Upon its release in late 2022, ChatGPT has brought a seismic shift in the entire landscape of AI, both in research and commerce. Through instruction-tuning a large language model (LLM) with supervised fine-tuning and reinforcement learning from human feedback, it showed that a model could answer human questions and follow instructions on a broad panel of tasks. Following this success, interests in LLMs have intensified, with new LLMs flourishing at frequent interval across academia and industry, including many start-ups focused on LLMs. While closed-source LLMs (e.g., OpenAI's GPT, Anthropic's Claude) generally outperform their open-source counterparts, the progress on the latter has been rapid with claims of achieving parity or even better on certain tasks. This has crucial implications not only on research but also on business. In this work, on the first anniversary of ChatGPT, we provide an exhaustive overview of this success, surveying all tasks where an open-source LLM has claimed to be on par or better than ChatGPT.

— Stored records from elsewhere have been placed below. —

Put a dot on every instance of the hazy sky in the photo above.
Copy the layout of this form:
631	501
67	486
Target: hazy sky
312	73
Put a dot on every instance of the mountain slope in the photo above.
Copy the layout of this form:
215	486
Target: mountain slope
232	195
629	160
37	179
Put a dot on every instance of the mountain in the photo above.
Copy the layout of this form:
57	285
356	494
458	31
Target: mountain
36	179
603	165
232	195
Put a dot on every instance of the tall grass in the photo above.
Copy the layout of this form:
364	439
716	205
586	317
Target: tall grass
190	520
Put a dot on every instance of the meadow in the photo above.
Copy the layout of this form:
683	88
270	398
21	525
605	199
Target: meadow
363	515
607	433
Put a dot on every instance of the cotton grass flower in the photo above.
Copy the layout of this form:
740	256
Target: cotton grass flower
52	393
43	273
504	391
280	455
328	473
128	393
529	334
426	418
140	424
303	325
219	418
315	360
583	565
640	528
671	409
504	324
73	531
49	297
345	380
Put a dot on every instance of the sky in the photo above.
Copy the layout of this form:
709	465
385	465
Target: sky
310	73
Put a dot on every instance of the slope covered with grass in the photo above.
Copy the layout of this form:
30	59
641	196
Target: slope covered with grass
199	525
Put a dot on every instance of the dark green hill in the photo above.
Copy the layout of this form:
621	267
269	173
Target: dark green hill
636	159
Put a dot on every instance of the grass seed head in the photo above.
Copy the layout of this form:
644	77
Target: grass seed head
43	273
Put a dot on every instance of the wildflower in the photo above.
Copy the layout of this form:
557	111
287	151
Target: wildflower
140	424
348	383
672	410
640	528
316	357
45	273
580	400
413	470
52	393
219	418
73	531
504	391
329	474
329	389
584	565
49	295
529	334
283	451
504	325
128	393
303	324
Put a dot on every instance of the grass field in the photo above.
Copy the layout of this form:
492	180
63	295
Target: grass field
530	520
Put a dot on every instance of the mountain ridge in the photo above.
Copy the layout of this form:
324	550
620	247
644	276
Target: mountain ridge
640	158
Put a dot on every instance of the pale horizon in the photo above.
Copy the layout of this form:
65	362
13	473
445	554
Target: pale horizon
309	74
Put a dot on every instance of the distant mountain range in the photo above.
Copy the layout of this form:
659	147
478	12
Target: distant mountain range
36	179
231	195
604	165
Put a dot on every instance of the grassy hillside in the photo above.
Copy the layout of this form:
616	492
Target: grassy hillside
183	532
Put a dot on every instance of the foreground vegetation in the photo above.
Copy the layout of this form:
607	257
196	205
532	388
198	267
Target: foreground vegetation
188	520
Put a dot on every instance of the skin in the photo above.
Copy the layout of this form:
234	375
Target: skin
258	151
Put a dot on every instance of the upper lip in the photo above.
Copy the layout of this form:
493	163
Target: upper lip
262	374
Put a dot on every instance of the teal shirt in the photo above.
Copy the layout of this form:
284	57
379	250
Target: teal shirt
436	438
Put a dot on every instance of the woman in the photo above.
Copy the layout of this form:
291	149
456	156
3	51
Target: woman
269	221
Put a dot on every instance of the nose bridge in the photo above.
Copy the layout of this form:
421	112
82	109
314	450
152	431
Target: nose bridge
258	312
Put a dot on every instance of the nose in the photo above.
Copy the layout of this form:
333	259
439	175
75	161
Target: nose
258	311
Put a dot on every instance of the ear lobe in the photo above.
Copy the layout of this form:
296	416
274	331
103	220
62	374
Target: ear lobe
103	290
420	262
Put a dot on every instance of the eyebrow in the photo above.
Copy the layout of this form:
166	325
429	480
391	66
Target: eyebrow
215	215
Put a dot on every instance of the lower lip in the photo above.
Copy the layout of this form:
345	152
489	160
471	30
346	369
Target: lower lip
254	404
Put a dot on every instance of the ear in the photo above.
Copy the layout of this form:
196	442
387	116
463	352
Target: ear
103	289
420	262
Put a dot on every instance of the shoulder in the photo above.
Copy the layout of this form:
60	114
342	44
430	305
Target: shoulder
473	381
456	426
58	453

2022年底，ChatGPT的发布在AI的研究和商业领域引发了巨大的风潮，通过使用监督微调和强化学习来对大型语言模型进行指令调优，它展示了模型能够回答人类提出的问题并按照广泛的任务进行指令遵循，使得大型语言模型的研究兴趣得到了极大的加强，各种新的大型语言模型层出不穷，包括很多专注于大型语言模型的初创公司。然而，尽管封闭源的大型语言模型（如OpenAI的GPT和Anthropic的Claude）通常表现出色，但开源大型语言模型的进展也非常迅速，并声称在某些任务上实现了与ChatGPT持平甚至更好的结果，这对于研究和商业都具有重要的意义。在本研究中，我们在ChatGPT发布一周年之际，全面概述了这一成就，并调查了所有开源大型语言模型声称在各项任务中达到与ChatGPT持平或更好的情况。

ChatGPT的一周年：开源大规模语言模型是否在迎头赶上？